Gus’s cheeks flushed as he laughed and laughed. “God, that sound. I’ve never heard it so close up.”
“Gross. It’s truly horrible. Do you think it’s consensual?” I turned my back, laughing so hard at the insanity of the sight that tears streamed down my face.
He cringed. “And, of course, it’s Clive.”
“Clive?”
“Yeah, the bull. He’s infamous.”
“I don’t even wanna know. He’s not, like, the mayor or some stupid small-town mascot, is he?”
“Clive? No fucking way. He’s more like an agent of mayhem.”
“Good, because moose are assholes.”
“Yes, they are.” He grasped my arm gently, forcing me to move toward the house a little faster.
Despite my natural tendency to fight him at every turn, I let him guide me quickly away from the massive creatures fornicating.
“And really dangerous,” he said. “So let’s get inside.”
As we approached the patio, the unnatural honking and groaning growing more distant, I couldn’t stop laughing. It was all so ridiculous. The outdoor sleepover with my ex-husband, my emotional confessions, and now a moose porno on my property.
I clutched my side, sucking in a deep breath. “What a way to start the day. Watching the sunrise on my fortieth birthday with no one but my ex-husband for company, feeling old and exhausted and ruing the fact that I haven’t had decent sex in years.”

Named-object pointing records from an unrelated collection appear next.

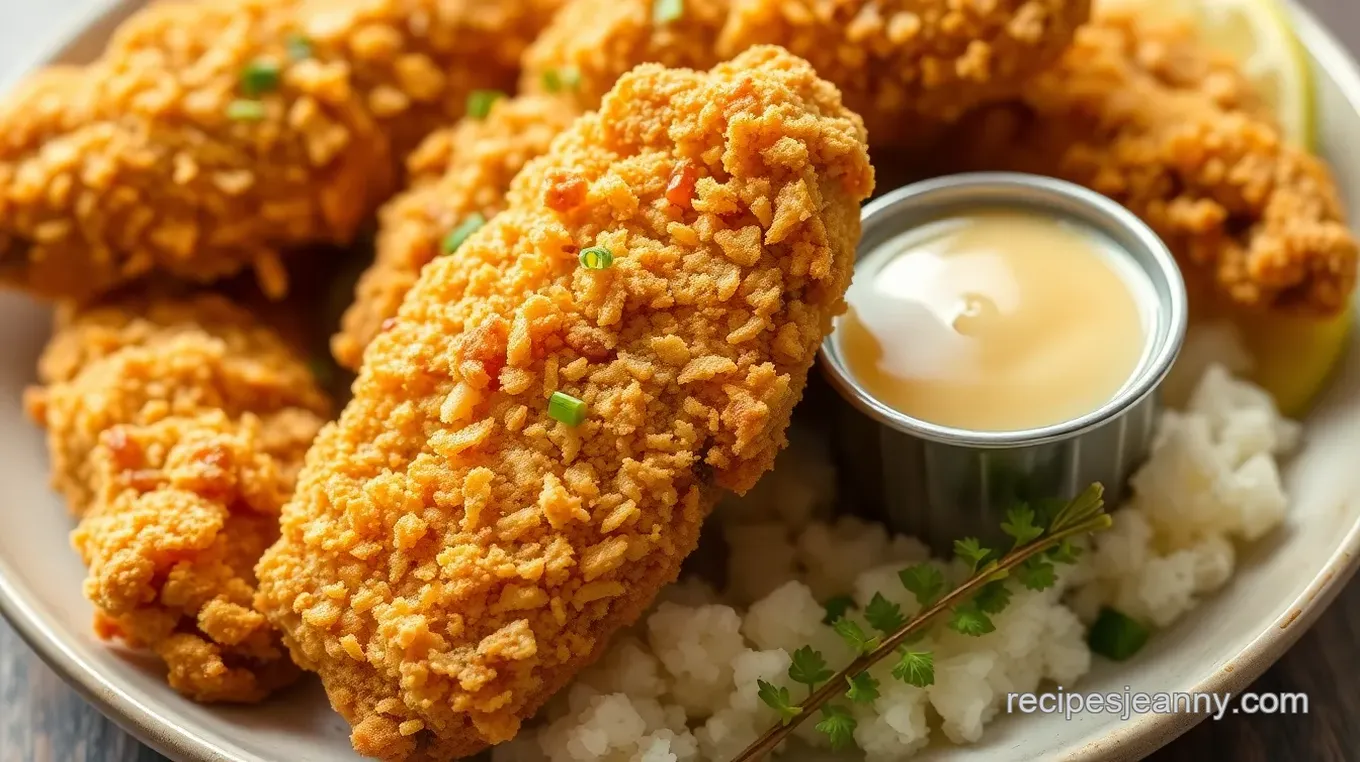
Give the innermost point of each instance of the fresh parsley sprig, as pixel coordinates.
(970, 607)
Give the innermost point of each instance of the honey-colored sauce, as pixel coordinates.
(994, 321)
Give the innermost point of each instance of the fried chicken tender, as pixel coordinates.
(906, 65)
(211, 136)
(457, 174)
(454, 553)
(1149, 117)
(177, 429)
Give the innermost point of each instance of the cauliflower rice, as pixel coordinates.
(682, 685)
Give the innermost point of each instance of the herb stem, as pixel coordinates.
(834, 686)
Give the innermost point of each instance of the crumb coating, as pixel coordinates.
(456, 173)
(138, 165)
(1149, 117)
(177, 430)
(454, 554)
(905, 65)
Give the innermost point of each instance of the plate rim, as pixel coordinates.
(1130, 740)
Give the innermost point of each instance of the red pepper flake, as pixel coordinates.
(565, 192)
(680, 189)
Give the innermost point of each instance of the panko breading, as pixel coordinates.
(454, 174)
(454, 554)
(177, 429)
(1149, 117)
(590, 44)
(178, 151)
(905, 65)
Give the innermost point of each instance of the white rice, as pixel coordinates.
(682, 686)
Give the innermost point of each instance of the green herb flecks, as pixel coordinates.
(260, 76)
(480, 102)
(298, 46)
(667, 11)
(596, 257)
(457, 236)
(566, 408)
(562, 80)
(244, 109)
(966, 608)
(1117, 636)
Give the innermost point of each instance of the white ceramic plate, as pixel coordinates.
(1280, 588)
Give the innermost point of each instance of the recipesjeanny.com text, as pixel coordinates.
(1129, 702)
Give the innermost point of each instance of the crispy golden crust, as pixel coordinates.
(176, 430)
(1151, 119)
(453, 554)
(905, 65)
(133, 163)
(456, 173)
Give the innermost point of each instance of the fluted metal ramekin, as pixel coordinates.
(943, 483)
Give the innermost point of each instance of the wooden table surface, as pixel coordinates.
(42, 720)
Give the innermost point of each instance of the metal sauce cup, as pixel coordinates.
(943, 483)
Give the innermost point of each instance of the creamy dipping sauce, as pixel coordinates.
(994, 321)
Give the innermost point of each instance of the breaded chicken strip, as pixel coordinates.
(459, 176)
(212, 135)
(1149, 117)
(906, 65)
(177, 429)
(460, 546)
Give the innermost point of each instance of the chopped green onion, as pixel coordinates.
(566, 408)
(1117, 636)
(480, 101)
(459, 234)
(596, 257)
(259, 76)
(241, 109)
(667, 11)
(298, 46)
(556, 80)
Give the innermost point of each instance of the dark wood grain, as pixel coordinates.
(42, 720)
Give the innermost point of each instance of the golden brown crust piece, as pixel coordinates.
(454, 554)
(454, 174)
(906, 65)
(176, 430)
(136, 163)
(1149, 117)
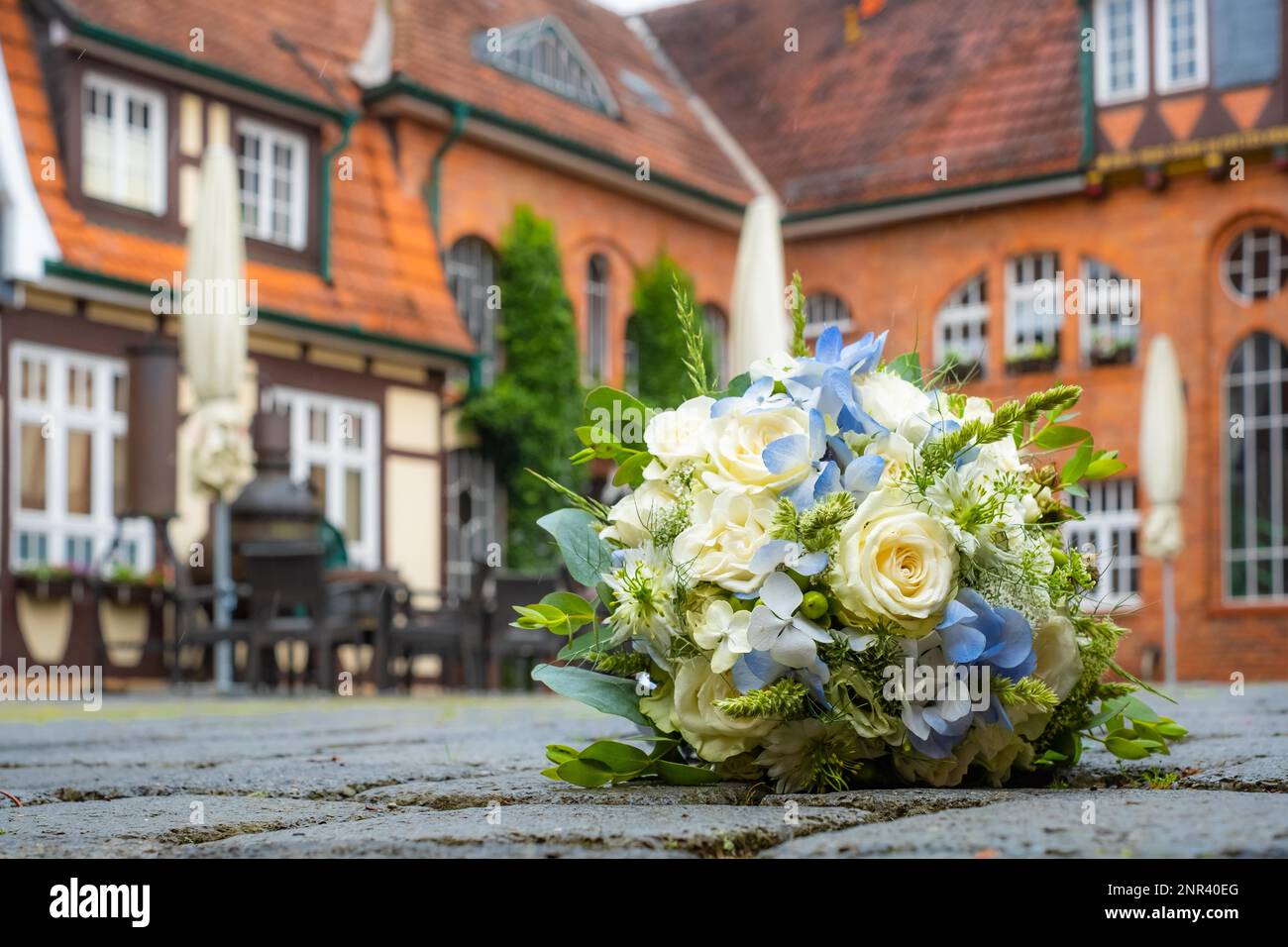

“Excuse me?” He crossed those thick arms, making his biceps bulge.
I rolled my eyes. “We’re not talking about that. It didn’t happen.” Maybe it was immature of me, but there was no way I could keep going if I stopped to think about the night we’d spent together. How it hadn’t scratched an itch so much as awakened a deep well of need that I refused to acknowledge.
He quirked an eyebrow, but I kept going, my rant gathering steam.
“The moose are getting laid, and I’m not.” I shook a fist at the sky. “Thanks, Mother Nature, for reminding me that I’m old and washed up and not getting any.”
Gus pulled me to a stop and smiled. God, I hated his smile. The damn thing transformed his face from ruggedly handsome and intimidating to beautiful. White teeth, round cheeks, and little crinkles around his eyes.
Asshole.
“Put that away,” I hissed, my heart squeezing.
“What?”
“Your smile. I don’t want it, and I don’t like it.”
That only made it stretch farther. He brought his hands up to cover his face, his shoulders shaking with laughter.
“Stop,” I barked. “I can still see it.”
“I can’t help it. You make me smile, Dragonfly.”